Matt Gemmell’s latest slice of writing goodness, Makers and Takers:

An idea is the germ of something. Maybe it’s a painting, or a novel, or even a piece of software – but the idea without the execution is nothing. Indeed, having ideas is a natural state. Innovating is a natural occurrence. We’re faced with problems (existing, or entirely new), and we conceive of potential solutions. It’s how we deal with the world around us, and why we’ve reached this height of evolution.

But the ideas weren’t what mattered; it was the execution. The development of an idea (into a concept, or a prototype, or a finished piece of work) requires both skill and dedication. The real act of creation occurs after the idea state. Only in this act of creation can legitimacy be found. Real artists, as they say, ship.
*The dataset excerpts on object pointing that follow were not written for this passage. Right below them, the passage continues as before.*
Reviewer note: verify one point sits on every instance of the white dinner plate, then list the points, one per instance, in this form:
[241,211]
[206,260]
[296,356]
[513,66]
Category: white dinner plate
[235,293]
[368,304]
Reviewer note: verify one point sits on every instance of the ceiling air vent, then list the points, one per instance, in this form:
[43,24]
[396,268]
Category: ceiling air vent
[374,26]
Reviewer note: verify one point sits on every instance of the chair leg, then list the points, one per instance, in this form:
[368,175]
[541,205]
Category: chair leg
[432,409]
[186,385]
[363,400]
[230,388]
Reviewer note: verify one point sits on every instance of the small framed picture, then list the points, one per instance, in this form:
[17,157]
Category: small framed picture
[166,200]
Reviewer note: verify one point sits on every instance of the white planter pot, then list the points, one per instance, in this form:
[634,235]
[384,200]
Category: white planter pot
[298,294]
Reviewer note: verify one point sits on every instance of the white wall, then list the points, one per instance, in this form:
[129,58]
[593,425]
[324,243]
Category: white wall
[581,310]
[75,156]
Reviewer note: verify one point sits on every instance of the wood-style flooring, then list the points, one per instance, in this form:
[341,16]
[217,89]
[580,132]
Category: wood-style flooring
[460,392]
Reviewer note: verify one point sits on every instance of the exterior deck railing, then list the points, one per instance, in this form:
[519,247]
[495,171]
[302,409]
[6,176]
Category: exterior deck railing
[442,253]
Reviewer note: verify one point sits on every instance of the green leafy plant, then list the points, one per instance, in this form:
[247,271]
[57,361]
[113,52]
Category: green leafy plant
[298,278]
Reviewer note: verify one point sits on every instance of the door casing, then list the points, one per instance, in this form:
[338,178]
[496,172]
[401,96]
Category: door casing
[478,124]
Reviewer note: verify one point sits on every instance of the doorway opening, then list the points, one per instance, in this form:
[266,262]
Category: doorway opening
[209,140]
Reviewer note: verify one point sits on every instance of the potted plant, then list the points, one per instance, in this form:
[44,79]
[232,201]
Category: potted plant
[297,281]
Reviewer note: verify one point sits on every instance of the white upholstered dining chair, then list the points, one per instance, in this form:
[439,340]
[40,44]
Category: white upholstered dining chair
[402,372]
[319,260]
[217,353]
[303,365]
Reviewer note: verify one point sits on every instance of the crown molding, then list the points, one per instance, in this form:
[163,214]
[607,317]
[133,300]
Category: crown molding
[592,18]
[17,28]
One might argue that Gemmell’s piece is timely in wake of Lodsys being dicks and Apple smacking them down, but it’s more than that. Companies and creatives whining “we would have done that” (Hello, smartphone industry in your responses to Apple!) or “I had an idea that was vaguely related to that years ago, you bastards” (Hello, Microsoft and tablet PCs!), or, worse, “I vaguely came up with something similar, patented it, sat back and waited” (Hello, Lodsys! Lodsys? Can you hear me? Oh, your head is stuck in a gin bottle). And it happens more and more these days.

Gemmell is right. Shit or get off the pot. If you’ve an idea: run with it. Do something. Be fucking creative. Don’t hold back creativity. And certainly don’t just sit there or hide your great idea in a lawyer’s pants, until such a time that someone implements something similar and then try to sue them.